Trump: non ho tempo per un cane, tradizione infranta
«Non mi dispiacerebbe avere un cane ma non ho tempo»: così Donald Trump ha giustificato ieri davanti ai suoi fan a El Paso il fatto di non averne uno: è il primo presidente in 120 anni a non avere un «first dog».
«Come potrei portarlo a passeggio sul prato della Casa Bianca?» si è chiesto, ricordando che un sacco di persone gli ha suggerito di prendere un cane, anche per guadagnare consenso politico. «Ma mi sembra un pò falso, non ne sento la necessità, perchè non è questo il rapporto che ho con i miei elettori», ha aggiunto. Il tycoon ha risposto così ad un interrogativo che si pongono molti americani, ovvero se Trump sia una persona che detesta i cani, o ne ha paura per via delle sue presunte tendenze germofobiche.

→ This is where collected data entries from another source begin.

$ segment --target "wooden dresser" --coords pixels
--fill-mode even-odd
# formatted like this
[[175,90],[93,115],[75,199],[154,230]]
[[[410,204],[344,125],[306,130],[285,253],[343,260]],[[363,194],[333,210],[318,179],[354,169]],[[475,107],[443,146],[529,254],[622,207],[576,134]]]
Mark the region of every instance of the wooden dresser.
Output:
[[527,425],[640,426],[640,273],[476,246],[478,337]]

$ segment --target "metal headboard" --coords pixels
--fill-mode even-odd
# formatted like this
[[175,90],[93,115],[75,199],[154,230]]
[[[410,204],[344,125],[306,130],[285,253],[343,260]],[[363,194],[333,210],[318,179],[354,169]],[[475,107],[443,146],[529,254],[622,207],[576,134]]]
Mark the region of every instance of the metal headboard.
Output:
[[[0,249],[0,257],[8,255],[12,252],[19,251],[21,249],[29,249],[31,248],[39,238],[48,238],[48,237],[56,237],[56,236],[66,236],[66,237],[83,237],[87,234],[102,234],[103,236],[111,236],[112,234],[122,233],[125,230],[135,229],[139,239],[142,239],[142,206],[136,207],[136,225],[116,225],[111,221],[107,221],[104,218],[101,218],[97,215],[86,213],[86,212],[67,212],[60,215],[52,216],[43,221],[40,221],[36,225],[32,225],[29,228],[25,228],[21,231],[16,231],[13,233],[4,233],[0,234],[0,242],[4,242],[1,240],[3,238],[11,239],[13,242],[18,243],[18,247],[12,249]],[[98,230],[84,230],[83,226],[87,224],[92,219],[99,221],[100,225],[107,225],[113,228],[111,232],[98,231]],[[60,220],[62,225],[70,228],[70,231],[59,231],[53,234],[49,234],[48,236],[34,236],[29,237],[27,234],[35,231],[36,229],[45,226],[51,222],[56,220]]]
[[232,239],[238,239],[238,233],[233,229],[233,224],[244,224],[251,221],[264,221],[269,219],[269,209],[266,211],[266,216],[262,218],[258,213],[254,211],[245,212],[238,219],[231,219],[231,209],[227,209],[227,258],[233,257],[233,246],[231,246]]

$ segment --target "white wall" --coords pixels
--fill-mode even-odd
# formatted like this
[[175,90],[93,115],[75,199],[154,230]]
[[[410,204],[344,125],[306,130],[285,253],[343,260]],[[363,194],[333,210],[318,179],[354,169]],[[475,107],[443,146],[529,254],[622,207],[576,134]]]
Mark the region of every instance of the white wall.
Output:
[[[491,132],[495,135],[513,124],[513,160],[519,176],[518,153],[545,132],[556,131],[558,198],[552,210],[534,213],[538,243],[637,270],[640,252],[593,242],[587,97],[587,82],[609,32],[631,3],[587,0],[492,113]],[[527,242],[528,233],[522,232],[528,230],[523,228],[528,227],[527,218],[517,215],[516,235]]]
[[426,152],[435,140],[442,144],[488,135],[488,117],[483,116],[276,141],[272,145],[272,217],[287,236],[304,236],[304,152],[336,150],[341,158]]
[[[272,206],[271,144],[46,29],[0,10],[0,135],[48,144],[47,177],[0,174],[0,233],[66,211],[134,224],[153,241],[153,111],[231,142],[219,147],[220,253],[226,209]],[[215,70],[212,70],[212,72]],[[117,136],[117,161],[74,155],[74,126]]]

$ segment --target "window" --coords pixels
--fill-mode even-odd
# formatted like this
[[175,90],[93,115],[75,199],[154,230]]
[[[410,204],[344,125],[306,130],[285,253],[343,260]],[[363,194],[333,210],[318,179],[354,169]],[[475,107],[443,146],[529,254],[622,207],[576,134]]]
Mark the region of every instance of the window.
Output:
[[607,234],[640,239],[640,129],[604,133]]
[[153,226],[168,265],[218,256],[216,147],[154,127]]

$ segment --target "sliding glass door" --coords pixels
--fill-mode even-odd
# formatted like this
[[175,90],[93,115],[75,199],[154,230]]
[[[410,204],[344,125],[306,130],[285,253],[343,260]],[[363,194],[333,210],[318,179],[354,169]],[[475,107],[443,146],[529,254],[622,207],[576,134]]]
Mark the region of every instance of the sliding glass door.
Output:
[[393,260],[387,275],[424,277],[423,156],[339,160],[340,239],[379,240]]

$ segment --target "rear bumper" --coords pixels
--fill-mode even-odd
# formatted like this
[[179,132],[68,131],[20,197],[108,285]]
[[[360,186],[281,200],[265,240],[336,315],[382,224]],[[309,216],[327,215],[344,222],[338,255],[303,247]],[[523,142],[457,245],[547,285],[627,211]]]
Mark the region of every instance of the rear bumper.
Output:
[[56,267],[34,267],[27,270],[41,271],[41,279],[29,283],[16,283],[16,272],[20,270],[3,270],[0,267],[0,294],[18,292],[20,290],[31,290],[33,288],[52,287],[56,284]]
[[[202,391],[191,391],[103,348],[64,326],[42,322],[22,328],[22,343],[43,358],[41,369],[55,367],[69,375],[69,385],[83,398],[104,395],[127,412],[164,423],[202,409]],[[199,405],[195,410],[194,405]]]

Tutti i presidenti americani hanno avuto un amico a quattro zampe: da William McKinley, che iniziò il suo mandato nel 1897, a Barack Obama, i cui due portoghesi d’acqua Bo e Sunny erano così richiesti nelle ‘photo opportunity’ da avere un loro programma ufficiale. Per non parlare di Warren G. Harding: Laddie Boy, il suo airedale terrier, aveva la sua sedia speciale alle sedute di governo e fu l’ospite d’onore della tradizionale corsa delle uova di Pasqua della Casa Bianca nel 1923, come primo eminente animale politico. I Beagles di Lyndon Johnson conquistarono la copertina di Life nel 1964, concedendo un break informativo nella guerra del Vietnam. E il libro che ha come protagonista Millie, lo springer spaniel di Barbara Bush, ha venduto più delle memorie della ex coppia presidenziale.
La tradizione è diventata così consolidata che quando l’allora governatore Scott Walker corse per la Casa Bianca nel 2016, la sua allergia ai peli del cane fu vista come un ostacolo. Ma Trump ha interrotto anche questa convenzione politica, paragonando spesso ai cani i suoi avversari, da Steve Bannon a Mitt Romney, da Ted Cruz alla sua ex collaboratrice Omarosa Manigault Newman.
La sua prima moglie Ivana ha scritto nella sua autobiografia che Donald non è un «dog fan» e che la coabitazione forzata con il suo barboncino Chappy non fu felice. L’unico tentativo di convincere Trump ad adottare un cane, un mese dopo l’elezione, fu fatto da Lois Pope, un filantropo di Palm Beach che gli mise tra le braccia un Goldendoodle, mostrando poi la foto al figlio del presidente, Barron, che si commosse sino alla lacrime. Ma neppure questo bastò a far cambiare idea al tycoon.